Melindungi Tetangga dari Perlakuan Zalim
Oleh: Mohammad Fakhrudin
Di dalam kajian ini diuraikan topik “Melindungi Tetangga dari Perlakuan Zalim”. Topik ini merupakan butir ke-10 dari 11 butir perilaku hidup bertetangga yang terdapat di dalam Himpunan Putusan Tarjih Jilid 3 (hlm.456). Untuk menguraikan topik ini, perlu dirujuk kembali firman Allah Subhanahu wa Ta’ala di dalam Al-Qur’an surat an-Nisa (4):36,
وَاعْبُدُوا اللّٰهَ وَلَا تُشْرِكُوْا بِهٖ شَيْـًٔا وَّبِالْوَالِدَيْنِ اِحْسَانًا وَّبِذِى الْقُرْبٰى وَالْيَتٰمٰى وَالْمَسٰكِيْنِ وَالْجَارِ ذِى الْقُرْبٰى وَالْجَارِ الْجُنُبِ وَالصَّاحِبِ بِالْجَنْۢبِ وَابْنِ السَّبِيْلِۙ وَمَا مَلَكَتْ اَيْمَانُكُمْ ۗ اِنَّ اللّٰهَ لَا يُحِبُّ مَنْ كَانَ مُخْتَالًا فَخُوْرًاۙ
“Dan sembahlah Allah dan janganlah kamu mempersekutukan-Nya dengan sesuatu apa pun. Dan berbuat baiklah kepada kedua orang tua; karib kerabat; anak-anak yatim; orang-orang miskin; tetangga dekat dan tetangga jauh; teman sejawat; ibnu sabil, dan hamba sahaya yang kamu miliki. Sungguh Allah tidak menyukai orang yang sombong dan membanggakan diri.”

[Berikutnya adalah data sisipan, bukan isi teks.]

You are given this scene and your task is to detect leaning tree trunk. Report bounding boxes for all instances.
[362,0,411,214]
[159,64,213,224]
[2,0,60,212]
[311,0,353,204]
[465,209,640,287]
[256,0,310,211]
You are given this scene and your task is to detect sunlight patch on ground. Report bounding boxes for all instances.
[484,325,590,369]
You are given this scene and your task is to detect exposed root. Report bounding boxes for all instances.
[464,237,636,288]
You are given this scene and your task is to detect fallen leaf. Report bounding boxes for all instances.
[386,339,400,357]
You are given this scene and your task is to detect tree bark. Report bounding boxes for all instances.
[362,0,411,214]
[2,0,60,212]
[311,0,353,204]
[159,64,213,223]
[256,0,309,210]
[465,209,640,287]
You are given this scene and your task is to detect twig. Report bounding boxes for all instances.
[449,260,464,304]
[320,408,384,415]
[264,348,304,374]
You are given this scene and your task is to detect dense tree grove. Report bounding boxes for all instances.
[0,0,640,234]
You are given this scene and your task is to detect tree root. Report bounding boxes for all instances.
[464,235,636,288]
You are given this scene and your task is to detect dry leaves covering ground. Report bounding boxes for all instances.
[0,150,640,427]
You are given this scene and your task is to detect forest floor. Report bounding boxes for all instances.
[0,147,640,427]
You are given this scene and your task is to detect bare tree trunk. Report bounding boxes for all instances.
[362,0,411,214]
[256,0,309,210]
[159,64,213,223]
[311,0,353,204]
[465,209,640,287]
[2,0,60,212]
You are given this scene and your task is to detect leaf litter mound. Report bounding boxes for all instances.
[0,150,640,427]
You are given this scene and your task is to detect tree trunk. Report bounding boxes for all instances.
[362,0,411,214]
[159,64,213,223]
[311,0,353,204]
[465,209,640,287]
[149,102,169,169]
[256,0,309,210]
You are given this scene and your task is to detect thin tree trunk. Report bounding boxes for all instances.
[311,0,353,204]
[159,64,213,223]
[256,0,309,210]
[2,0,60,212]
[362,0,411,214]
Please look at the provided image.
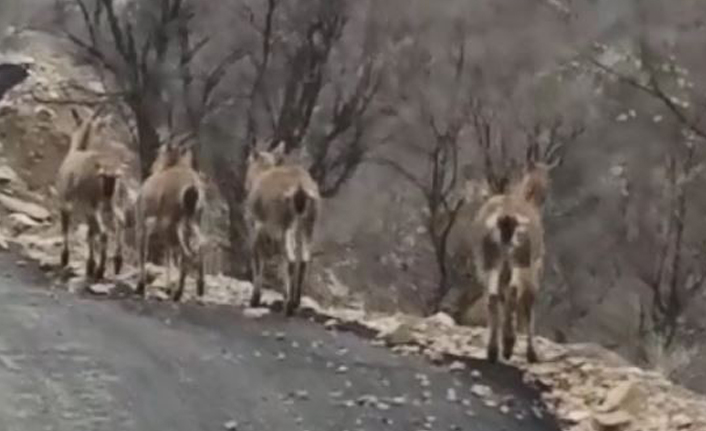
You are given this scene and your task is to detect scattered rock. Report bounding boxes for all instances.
[425,312,456,327]
[8,213,41,235]
[243,307,270,319]
[471,384,493,398]
[598,381,645,415]
[86,283,115,295]
[566,410,591,423]
[379,323,415,346]
[0,165,20,184]
[593,410,633,431]
[672,413,694,430]
[0,194,51,222]
[223,421,238,431]
[449,361,466,371]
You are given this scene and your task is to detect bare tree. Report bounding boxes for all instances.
[65,0,243,178]
[589,9,706,350]
[215,0,382,272]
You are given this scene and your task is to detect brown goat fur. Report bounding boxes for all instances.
[135,143,205,301]
[245,143,321,316]
[472,164,549,362]
[56,110,123,279]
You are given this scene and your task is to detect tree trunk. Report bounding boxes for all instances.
[132,102,159,181]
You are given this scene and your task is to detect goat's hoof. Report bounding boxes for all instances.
[86,260,96,278]
[113,256,123,275]
[527,348,539,364]
[93,265,105,280]
[284,301,297,317]
[250,293,260,308]
[487,345,498,364]
[503,337,515,361]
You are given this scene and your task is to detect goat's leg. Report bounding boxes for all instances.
[61,208,71,268]
[162,247,173,292]
[295,230,311,307]
[519,288,538,364]
[136,220,152,297]
[250,228,265,307]
[502,283,518,360]
[172,248,190,302]
[487,268,501,362]
[113,213,125,276]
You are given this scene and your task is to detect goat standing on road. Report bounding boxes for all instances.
[136,143,205,301]
[56,110,123,279]
[472,160,551,363]
[245,142,321,316]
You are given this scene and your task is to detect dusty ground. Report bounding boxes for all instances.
[0,252,559,431]
[0,27,706,431]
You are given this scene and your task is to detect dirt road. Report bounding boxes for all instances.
[0,253,559,431]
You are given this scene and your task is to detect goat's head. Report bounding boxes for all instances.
[151,137,194,174]
[245,141,286,190]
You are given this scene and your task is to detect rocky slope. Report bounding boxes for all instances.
[0,27,706,431]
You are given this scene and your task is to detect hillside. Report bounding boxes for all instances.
[0,26,706,431]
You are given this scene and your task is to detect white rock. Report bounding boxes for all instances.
[0,165,20,184]
[0,194,51,222]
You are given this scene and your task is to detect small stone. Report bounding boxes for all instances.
[598,381,644,415]
[0,165,20,184]
[0,195,51,222]
[672,413,694,429]
[294,390,309,401]
[593,410,633,431]
[449,361,466,371]
[379,323,414,346]
[243,307,270,319]
[471,384,493,398]
[389,396,407,406]
[566,410,591,423]
[86,283,115,295]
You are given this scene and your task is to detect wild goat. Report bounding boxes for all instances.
[472,155,552,363]
[56,109,123,279]
[245,142,321,316]
[135,143,205,301]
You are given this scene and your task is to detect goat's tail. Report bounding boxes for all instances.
[290,185,311,215]
[498,215,518,244]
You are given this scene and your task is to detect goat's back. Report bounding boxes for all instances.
[56,151,109,207]
[471,193,544,266]
[247,165,321,230]
[137,166,203,220]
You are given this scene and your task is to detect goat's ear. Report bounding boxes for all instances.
[248,148,260,164]
[71,108,81,126]
[272,141,287,164]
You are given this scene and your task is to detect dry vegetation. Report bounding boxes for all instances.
[0,0,706,402]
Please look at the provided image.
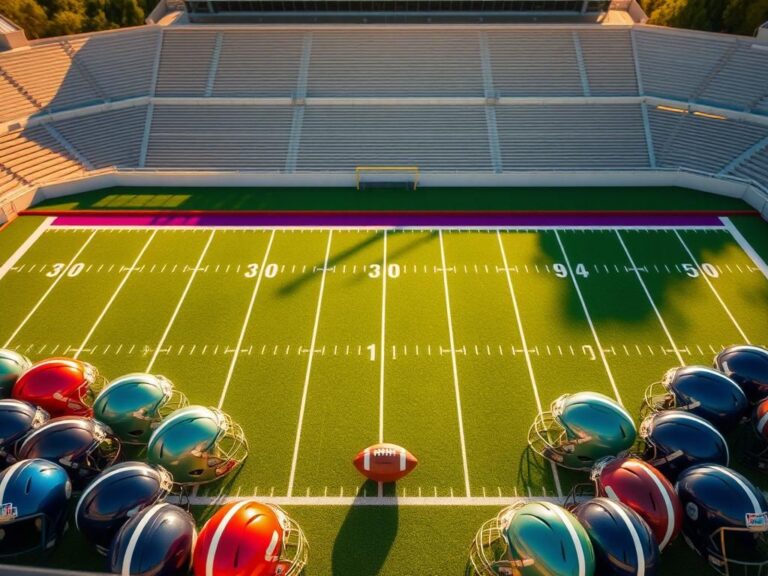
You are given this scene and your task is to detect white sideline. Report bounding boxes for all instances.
[720,216,768,278]
[496,230,563,498]
[3,230,98,348]
[674,230,751,344]
[555,230,624,406]
[218,230,275,409]
[145,230,216,372]
[614,228,685,366]
[288,230,332,498]
[73,230,157,359]
[0,217,56,279]
[438,230,472,496]
[174,496,564,507]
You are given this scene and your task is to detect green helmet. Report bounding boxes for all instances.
[147,406,248,485]
[0,348,32,398]
[93,373,189,445]
[528,392,637,470]
[468,501,595,576]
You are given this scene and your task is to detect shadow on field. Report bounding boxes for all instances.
[331,482,399,576]
[277,230,438,296]
[536,230,736,324]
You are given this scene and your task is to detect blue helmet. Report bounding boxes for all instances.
[0,458,72,558]
[75,462,173,554]
[109,503,197,576]
[643,366,749,432]
[640,410,730,482]
[0,399,48,470]
[0,348,32,398]
[675,464,768,574]
[573,498,660,576]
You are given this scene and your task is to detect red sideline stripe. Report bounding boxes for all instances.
[19,210,760,218]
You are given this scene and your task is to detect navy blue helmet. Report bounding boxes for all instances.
[0,459,72,558]
[0,400,48,470]
[640,410,730,482]
[75,462,173,554]
[17,416,120,490]
[109,503,197,576]
[573,498,661,576]
[644,366,749,432]
[675,464,768,574]
[714,345,768,404]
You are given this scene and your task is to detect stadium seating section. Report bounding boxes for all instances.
[0,26,768,195]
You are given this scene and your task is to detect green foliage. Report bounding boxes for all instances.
[641,0,768,36]
[0,0,144,38]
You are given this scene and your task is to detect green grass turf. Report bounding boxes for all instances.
[35,187,751,211]
[0,217,768,576]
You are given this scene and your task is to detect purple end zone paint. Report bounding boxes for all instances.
[54,212,722,228]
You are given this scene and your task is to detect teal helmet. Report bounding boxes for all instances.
[0,348,32,399]
[147,406,248,485]
[528,392,637,470]
[468,501,595,576]
[93,373,189,445]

Di dalam ayat tersebit terdapat perintah agar muslim mukmin berbuat baik, antara lain, kepada tetangga tanpa tersekat oleh perbedaan ras, agama, dan suku. Dengan demikian, kita wajib melindungi tetangga dari perbuatan zalim tanpa tersekat oleh perbedaan ras, agama, dan suku juga.

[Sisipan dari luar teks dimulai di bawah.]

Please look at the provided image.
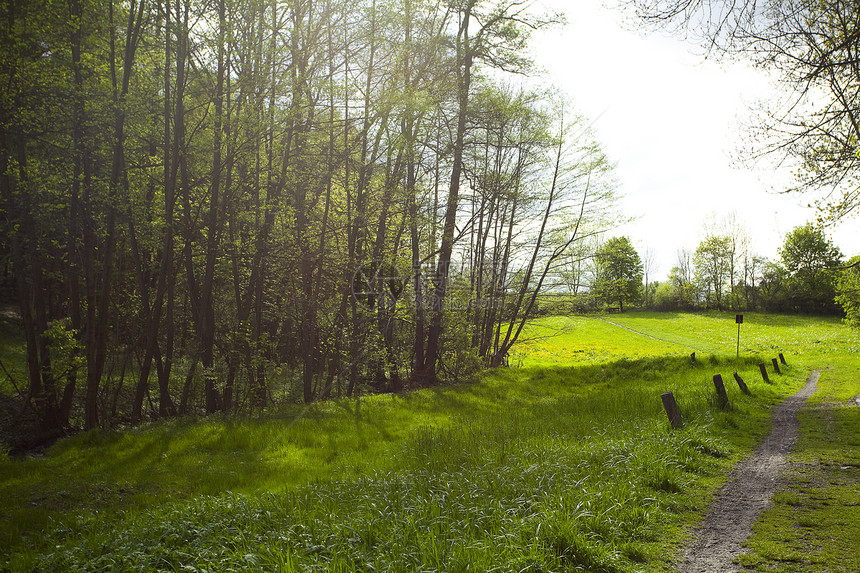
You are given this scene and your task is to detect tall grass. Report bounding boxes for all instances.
[0,315,856,571]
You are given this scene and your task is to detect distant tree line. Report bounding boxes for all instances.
[0,0,632,442]
[541,218,860,323]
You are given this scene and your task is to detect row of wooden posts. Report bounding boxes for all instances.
[660,352,787,428]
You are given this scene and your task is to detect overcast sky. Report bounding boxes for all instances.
[533,0,860,280]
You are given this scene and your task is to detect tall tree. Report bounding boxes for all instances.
[592,237,643,312]
[779,223,842,313]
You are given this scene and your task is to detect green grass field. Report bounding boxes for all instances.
[0,313,860,572]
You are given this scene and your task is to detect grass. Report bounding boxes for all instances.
[0,314,857,571]
[740,362,860,573]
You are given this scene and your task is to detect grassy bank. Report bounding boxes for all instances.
[0,314,860,571]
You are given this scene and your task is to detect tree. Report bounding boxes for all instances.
[632,0,860,220]
[836,256,860,328]
[779,223,842,313]
[693,235,733,310]
[591,237,643,312]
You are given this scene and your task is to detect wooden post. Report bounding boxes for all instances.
[735,314,744,358]
[660,392,684,429]
[735,372,750,396]
[714,374,729,410]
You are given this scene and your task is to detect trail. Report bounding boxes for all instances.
[597,316,698,352]
[677,370,822,573]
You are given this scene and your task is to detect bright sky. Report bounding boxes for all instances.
[533,0,860,280]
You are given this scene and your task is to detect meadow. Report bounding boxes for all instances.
[0,313,860,572]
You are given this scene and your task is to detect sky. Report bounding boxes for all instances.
[532,0,860,280]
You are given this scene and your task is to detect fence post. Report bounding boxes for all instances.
[735,372,750,396]
[714,374,729,410]
[660,392,684,429]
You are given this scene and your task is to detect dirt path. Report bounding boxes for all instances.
[677,370,821,573]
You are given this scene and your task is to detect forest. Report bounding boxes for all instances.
[6,0,858,446]
[0,0,628,440]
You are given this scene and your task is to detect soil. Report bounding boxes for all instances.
[677,370,821,573]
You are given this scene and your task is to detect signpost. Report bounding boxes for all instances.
[735,314,744,358]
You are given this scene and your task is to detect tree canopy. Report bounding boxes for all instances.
[592,237,643,312]
[629,0,860,220]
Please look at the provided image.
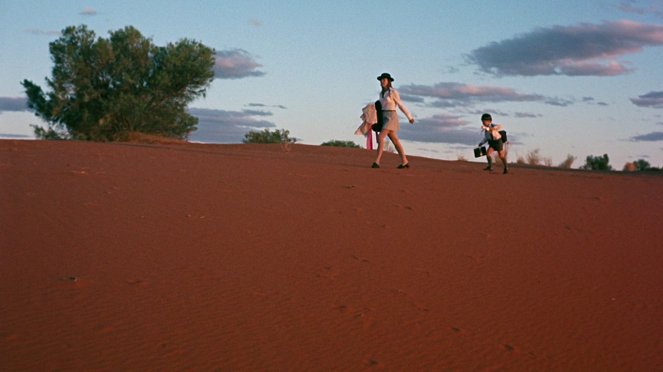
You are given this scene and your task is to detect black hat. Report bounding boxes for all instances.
[378,72,394,81]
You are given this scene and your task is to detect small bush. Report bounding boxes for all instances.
[320,140,359,148]
[580,154,612,171]
[559,154,576,169]
[527,149,541,165]
[242,129,297,144]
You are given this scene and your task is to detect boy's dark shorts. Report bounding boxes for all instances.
[488,138,504,151]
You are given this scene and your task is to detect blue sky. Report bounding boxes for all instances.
[0,0,663,169]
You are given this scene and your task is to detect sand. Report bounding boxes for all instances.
[0,140,663,371]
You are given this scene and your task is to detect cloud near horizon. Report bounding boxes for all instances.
[631,132,663,142]
[619,0,663,17]
[214,49,265,79]
[631,91,663,108]
[78,7,97,17]
[188,108,276,143]
[0,97,28,112]
[467,21,663,76]
[399,82,574,108]
[399,114,482,146]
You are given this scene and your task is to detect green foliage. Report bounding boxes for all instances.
[320,140,359,148]
[624,159,661,172]
[559,154,576,169]
[22,25,214,141]
[242,129,297,144]
[580,154,612,171]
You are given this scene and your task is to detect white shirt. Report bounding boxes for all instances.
[479,123,503,146]
[380,88,413,120]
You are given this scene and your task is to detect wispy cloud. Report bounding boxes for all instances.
[78,7,97,17]
[619,0,663,17]
[189,108,276,143]
[399,114,481,145]
[399,82,574,108]
[247,103,287,110]
[214,49,265,79]
[631,132,663,142]
[25,28,62,36]
[468,21,663,76]
[631,91,663,108]
[0,97,28,112]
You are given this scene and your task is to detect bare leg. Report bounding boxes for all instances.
[389,131,407,164]
[375,130,389,165]
[497,149,508,173]
[485,147,494,170]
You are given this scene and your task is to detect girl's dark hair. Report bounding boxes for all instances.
[380,80,391,98]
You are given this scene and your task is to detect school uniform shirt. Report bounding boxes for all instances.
[380,88,413,120]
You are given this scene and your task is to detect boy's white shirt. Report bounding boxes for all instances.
[479,123,504,146]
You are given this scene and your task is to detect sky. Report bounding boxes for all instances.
[0,0,663,170]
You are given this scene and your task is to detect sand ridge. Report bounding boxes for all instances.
[0,141,663,370]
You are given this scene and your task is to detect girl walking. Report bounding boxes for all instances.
[371,72,414,169]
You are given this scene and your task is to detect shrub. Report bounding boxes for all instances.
[580,154,612,171]
[242,129,297,144]
[559,154,576,169]
[527,149,541,165]
[320,140,359,148]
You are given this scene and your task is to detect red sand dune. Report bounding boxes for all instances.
[0,141,663,371]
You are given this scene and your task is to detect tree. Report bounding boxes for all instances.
[320,140,359,148]
[22,25,214,141]
[580,154,612,171]
[242,129,297,144]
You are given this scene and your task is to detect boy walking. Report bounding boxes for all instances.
[479,114,509,174]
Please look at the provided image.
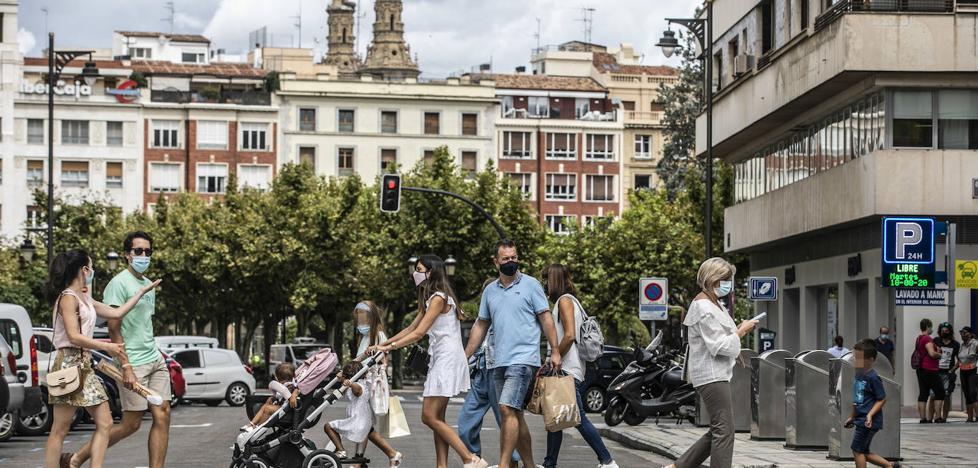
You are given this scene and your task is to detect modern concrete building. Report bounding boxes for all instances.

Di lingkungan tempat tinggal kita tentu pernah terjadi perundungan misalnya tetangga kita dimaki-maki oleh orang yang kecewa. Kekecewaan itu terjadi karena tetangga kita itu ingkar janji, menipu, berucap, atau berperilaku tidak menyenangkan yang lain. Mungkin juga kekecewaan itu terjadi karena kesalahapahaman.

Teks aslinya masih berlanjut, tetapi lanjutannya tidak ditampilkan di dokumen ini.